Gabriella Miller: Her life and legacy
WASHINGTON (WJLA) - One year ago this week, 10-year-old Gabriella Miller was diagnosed with an inoperable brain tumor. In the time she had left, the little girl from Leesburg did everything she could to raise awareness for more childhood cancer research funding.
Gabriella recently lost her battle with cancer, but she left an indelible mark on this world.
For days, volunteers worked around the clock at organizer Chris Croll’s home in Leesburg. They dropped walnuts into vases and then filled them with paper tissue flowers.
Bright colors aren't normally associated with heartbreak, but Gabriella was hardly a normal 10 year old.
“Gabriella loves purple and pink and turquoise. She didn’t like it when people wore dark colors around her,” Croll says. "She accomplished more in 11 months than most of us would accomplish in a lifetime."
The bouquets were created to serve as an enduring legacy to a remarkable life.
Following her diagnosis last November, Gabriella became the unofficial national spokesperson for childhood cancer awareness.
“We used to kid that we were going to have to get a booking agent for her, she was so in demand,” says her father, Mark Miller. "Everyone wanted to hear from her.”
Gabriella worked tirelessly, despite arduous chemotherapy and radiation treatments, to raise money for childhood cancer research through her foundation, Smashing Walnuts. Her tumor was the size of a walnut, so to symbolically destroy the disease, she smashed away whenever she could with anyone who would join her.
Her mission was to inspire people to act because only four-percent of all federal cancer research funds go to pediatric forms of cancer.
For the past year, WJLA chronicled the challenges and triumphs of the 5th grader who galvanized a movement of giving. Gabriella raised $250,000 for the Make-A-Wish Foundation, was named Loudoun County’s Volunteer of the Year, co-authored a book, and even earned an honorary college degree.
“The things that she did and accomplished going through that period, yeah she’s a hero,” her father says.
Whether visiting an oncology unit or giving a motivational speech, Gabriella convinced anyone who would listen that more should be done so kids like her won’t have to face this crushing possibility.
In what would be her last sit-down interview, Gabriella didn’t hold back her frustrations last month with Truth 365, a documentary that gives a voice to children with cancer.
"I just have to say it. Talk is bull****"," Gabriella said, giggling in the documentary. "We need actions."
"All of a sudden the tumor grew back," says Ellyn Miller, Gabriella's mother. "And not only did it grow back but it metastasized."
The tumor she so bravely battled came back with unforgiving speed. She slipped away on Oct. 26 surrounded by family and close friends.
“Seven kids a day in the United States alone die from cancer, and I hate it more than anything that my child is one of those statistics. That is not OK,” says Ellyn.
The Millers want the world to see the horrifying and sobering reality of their experience.
“Let people see that it’s not OK that your 6-year-old son is carrying the casket of your 10-year-old daughter because that is what happens in childhood cancer,” Ellyn says.
When Gabriella’s circle of social media friends from across the country heard she was nearing the end of her fight, a request was put out for people to mail in and drop off colorful arrangements to brighten the family’s darkest hour. Nearly 10,000 flowers arrived in only a few days.

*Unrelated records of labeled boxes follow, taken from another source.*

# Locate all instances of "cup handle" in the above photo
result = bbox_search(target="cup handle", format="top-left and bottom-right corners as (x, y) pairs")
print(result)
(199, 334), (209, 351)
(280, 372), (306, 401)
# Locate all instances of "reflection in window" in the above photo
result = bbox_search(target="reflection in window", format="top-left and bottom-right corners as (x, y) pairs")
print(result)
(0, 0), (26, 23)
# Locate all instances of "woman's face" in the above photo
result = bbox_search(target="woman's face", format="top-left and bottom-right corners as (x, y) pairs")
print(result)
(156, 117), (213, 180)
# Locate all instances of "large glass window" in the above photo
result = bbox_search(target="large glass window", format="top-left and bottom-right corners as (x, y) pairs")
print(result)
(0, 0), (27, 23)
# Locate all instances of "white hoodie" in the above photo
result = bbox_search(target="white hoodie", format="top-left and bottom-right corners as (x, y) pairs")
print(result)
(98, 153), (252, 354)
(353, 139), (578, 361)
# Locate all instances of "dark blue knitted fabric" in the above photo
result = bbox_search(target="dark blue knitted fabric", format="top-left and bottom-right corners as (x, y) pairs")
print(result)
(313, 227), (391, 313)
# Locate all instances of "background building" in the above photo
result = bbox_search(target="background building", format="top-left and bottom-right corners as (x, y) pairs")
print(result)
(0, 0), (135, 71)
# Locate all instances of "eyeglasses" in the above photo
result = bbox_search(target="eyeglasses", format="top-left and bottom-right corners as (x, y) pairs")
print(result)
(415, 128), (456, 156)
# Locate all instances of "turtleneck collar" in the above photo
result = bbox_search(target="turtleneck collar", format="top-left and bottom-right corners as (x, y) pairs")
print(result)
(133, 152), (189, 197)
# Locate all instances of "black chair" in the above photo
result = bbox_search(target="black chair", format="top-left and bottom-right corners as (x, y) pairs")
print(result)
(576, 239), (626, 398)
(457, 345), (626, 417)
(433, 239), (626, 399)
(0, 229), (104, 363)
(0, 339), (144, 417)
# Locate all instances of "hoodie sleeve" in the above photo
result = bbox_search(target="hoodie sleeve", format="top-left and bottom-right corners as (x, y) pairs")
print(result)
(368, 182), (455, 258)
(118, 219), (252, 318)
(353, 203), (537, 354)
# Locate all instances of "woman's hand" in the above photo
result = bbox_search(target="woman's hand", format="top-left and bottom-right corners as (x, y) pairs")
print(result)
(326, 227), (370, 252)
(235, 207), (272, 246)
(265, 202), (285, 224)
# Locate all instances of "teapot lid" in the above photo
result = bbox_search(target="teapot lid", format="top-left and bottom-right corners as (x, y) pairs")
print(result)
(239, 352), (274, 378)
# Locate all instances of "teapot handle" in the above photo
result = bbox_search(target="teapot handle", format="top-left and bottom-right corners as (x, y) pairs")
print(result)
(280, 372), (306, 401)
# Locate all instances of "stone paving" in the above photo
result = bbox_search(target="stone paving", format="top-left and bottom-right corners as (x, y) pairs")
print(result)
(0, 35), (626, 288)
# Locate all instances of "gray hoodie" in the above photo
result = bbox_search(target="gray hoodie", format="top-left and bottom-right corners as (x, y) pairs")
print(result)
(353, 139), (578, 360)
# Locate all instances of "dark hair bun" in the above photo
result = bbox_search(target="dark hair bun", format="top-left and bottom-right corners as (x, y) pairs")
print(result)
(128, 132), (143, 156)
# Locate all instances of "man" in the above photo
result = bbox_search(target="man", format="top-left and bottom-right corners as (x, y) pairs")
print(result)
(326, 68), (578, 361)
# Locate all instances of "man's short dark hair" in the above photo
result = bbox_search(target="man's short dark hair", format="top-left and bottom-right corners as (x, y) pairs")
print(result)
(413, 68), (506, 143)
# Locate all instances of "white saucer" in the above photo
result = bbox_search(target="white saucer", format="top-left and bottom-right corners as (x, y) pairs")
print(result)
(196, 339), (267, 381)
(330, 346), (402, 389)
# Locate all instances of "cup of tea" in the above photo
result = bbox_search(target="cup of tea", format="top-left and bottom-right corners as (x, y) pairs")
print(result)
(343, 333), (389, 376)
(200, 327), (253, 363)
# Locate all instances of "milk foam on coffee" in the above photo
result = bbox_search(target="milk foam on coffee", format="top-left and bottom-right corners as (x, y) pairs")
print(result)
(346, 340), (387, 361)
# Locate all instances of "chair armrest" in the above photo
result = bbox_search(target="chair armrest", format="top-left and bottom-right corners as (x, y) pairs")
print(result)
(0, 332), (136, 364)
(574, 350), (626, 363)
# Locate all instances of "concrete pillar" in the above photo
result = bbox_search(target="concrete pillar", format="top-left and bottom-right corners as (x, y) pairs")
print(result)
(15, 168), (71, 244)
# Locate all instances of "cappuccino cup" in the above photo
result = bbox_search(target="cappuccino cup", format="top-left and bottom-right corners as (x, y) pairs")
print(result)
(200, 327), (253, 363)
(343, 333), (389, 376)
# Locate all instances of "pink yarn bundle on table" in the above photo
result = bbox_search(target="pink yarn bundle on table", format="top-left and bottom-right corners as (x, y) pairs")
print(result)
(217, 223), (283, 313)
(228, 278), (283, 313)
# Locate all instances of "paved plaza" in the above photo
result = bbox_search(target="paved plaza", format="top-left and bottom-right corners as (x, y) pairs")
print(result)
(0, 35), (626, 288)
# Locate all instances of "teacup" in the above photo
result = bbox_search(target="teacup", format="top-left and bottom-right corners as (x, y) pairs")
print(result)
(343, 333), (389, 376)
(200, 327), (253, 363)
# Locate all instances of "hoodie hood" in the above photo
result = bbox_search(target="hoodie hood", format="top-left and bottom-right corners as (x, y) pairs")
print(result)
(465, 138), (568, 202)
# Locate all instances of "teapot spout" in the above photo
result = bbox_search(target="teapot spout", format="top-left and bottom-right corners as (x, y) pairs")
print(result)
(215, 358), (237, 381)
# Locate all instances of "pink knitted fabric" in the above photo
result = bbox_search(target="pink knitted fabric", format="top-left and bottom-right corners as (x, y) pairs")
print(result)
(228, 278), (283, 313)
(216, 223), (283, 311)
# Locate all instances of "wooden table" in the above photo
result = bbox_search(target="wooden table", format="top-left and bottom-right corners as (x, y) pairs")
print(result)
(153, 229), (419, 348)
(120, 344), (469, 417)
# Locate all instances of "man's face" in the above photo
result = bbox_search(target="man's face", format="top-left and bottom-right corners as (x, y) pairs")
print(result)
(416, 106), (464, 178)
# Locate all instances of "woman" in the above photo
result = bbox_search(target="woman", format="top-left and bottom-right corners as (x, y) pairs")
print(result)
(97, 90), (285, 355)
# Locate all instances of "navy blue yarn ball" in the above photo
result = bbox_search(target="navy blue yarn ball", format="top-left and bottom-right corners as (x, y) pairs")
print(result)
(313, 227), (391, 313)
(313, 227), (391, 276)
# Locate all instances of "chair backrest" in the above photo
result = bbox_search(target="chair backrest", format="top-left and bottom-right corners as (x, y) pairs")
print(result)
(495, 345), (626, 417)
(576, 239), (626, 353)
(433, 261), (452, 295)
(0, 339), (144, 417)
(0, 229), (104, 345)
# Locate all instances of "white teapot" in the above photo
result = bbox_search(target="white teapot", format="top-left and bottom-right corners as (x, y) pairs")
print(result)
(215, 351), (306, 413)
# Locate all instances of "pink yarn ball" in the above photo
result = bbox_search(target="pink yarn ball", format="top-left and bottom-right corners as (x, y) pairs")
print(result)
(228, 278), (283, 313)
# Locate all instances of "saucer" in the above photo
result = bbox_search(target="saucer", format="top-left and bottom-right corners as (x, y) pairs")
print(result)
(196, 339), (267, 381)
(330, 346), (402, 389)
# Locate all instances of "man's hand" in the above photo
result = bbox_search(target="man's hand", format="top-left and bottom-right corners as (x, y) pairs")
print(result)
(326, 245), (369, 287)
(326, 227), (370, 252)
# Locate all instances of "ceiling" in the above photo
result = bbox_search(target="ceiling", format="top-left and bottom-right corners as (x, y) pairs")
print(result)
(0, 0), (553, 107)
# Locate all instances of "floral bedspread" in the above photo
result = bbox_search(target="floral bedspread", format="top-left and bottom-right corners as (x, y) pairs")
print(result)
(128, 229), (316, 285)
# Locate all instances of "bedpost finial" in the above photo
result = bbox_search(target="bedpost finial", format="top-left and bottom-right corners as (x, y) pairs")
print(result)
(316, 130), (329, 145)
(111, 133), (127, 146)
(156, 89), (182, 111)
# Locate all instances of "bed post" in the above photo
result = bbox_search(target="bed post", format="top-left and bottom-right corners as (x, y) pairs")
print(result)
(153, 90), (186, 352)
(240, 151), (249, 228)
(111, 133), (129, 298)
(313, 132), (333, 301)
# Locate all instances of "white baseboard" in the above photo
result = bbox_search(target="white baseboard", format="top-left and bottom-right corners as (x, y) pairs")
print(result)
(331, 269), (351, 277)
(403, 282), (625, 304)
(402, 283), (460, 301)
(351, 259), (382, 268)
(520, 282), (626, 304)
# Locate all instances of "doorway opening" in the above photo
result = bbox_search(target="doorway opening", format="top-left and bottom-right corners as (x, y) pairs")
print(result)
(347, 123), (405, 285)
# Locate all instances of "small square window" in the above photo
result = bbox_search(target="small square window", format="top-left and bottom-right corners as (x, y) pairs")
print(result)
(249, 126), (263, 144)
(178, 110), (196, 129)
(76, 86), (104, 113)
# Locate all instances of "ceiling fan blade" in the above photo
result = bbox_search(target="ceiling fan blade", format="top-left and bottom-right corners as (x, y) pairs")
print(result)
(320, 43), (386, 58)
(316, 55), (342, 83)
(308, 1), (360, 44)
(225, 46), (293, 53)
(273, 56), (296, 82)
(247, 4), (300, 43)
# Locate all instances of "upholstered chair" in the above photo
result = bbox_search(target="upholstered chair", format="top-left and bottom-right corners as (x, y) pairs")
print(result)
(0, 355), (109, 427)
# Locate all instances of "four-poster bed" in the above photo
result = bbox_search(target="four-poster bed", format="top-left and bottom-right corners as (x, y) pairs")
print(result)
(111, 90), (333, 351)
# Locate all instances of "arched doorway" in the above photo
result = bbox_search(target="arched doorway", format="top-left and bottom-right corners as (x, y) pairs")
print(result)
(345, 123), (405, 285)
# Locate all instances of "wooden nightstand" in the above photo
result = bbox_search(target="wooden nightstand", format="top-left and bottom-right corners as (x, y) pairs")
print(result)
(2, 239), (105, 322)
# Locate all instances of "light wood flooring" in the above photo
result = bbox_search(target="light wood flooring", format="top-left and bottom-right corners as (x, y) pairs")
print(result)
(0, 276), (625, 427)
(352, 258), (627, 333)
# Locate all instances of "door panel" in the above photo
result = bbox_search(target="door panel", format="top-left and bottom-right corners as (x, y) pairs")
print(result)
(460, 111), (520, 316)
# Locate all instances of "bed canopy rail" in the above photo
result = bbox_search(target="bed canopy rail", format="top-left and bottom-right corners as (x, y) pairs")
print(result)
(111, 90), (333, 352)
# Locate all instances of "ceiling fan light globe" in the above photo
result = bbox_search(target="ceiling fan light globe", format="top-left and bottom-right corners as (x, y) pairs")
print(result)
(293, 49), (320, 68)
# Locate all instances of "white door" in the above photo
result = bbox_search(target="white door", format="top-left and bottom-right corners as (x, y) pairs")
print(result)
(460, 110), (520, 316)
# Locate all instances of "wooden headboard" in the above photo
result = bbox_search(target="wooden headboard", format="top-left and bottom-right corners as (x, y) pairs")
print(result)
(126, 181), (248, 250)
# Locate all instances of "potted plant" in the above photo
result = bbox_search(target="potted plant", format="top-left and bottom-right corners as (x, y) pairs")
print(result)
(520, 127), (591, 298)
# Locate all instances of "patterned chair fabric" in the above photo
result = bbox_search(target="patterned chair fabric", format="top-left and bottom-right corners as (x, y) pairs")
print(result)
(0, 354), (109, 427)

For the Millers, the radiant signs of support defined their daughter’s spirit.
“She said she wanted to be an eagle so she could soar above the clouds, and that’s where she is now, soaring high above,” Mark says.
At her memorial service, hundreds of those flower-filled vases lined the hallway leading to the gym that was packed with thousands of people.
Those flowers are now heading to hospitals, oncology offices, and research wings so children diagnosed with cancer can see a sliver of hope where there might nowt be any, and maybe inspire a cure for a wretched disease that robs children of their dreams.
“If I go, if I lose my battle, then I want other people to carry on with the war. They are going to win this war. But you know, I’ll be with my friends and I’ll be in a good place and it won’t be all that bad,” Gabriella said in her last interview.
Gabriella continues to inspire change. House Majority Leader Eric Cantor’s office has announced that the name of a bill allocating an additional $126 million for pediatric disease research has been renamed “The Gabriella Miller Kids First Research Act” in her honor.